Comment mieux imposer ces activités ? Faut-il carrément défaire les grandes plateformes, devenues trop dominantes ? Ou au contraire agir pour favoriser l’émergence de plateformes équivalentes, mais constituées en communs, plus conformes à l’intérêt général ?

La souveraineté dans le domaine digital se trouve en particulier au coeur des réflexions d’Emmanuel Chiva à propos de l’avenir des technologies militaires, formulées lors de l’événement DYSTOPIA 2019. A quoi ces réseaux du futur ressembleront-ils ? Seront-il encore basés sur Internet tel que nous le connaissons ? Sur quelles infrastructures technologiques reposeront-ils ? 

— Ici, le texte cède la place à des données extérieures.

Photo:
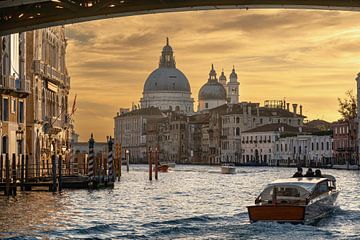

Dans un contexte de retour à la compétition entre grandes puissances amorcé depuis 2014, il est intéressant de noter que la Russie annonce désormais disposer d’un réseau de type Internet capable de fonctionner en autarcie. Du côté chinois, un avantage stratégique pourrait découler de l’avance prise dans les infrastructures de télécommunications de nouvelle génération (5G), ainsi que dans la construction d’ordinateur quantiques, permettant d’utiliser un cryptage / décryptage de niveau supérieur. L’ordinateur quantique pourrait en particulier lever l’inviolabilité des transactions des crypto-monnaies existantes, portant un coup au projet de construire des institutions, monétaires ou autres, fonctionnant sans faire appel à la confiance. L’Europe est-elle préparée à relever ces défis ?

Notons que l’avenir de l’infrastructure d’Internet comprend une forte augmentation du nombre de satellites en orbite autour de la Terre, notamment sous la forme de constellations de petits satellites. Et tout cela est amené à évoluer dans un environnement spatial lui aussi potentiellement exposé aux interventions militaires.

 

Conclusion : de la rétrospective à la prospective

L’Internet des années 2020 sera-t-il lui aussi un facteur d’excellence et d’impertinence dans nos vies ? La killer app de l’Internet industriel émergera-t-elle lors des dix prochaines années ? Le cloud souverain européen émergera-t-il ? L’Internet sera-t-il plus centralisé ? Plus régulé ? Ou plus décentralisé ? Verrons-nous surgir l’individu souverain ? Difficile de le dire. Nous sommes si habitués à utiliser Internet de façon quotidienne que nous pourrions facilement oublier que le fonctionnement de ce système repose sur des infrastructures technologiques et des choix de société qui n’ont rien d’immuable. Mais qu’en pensent les stratèges de la technologie ? Envoyez-moi vos impressions : jacques.knight@presans.com

Notes

  1. Notamment de LinkedIn.
  2. Nous développons cette idée davantage ici.
  3. Facebook, Apple, Amazon, Google, Microsoft.
  4. Baidu, Alibaba, Tencent, Xiaomi.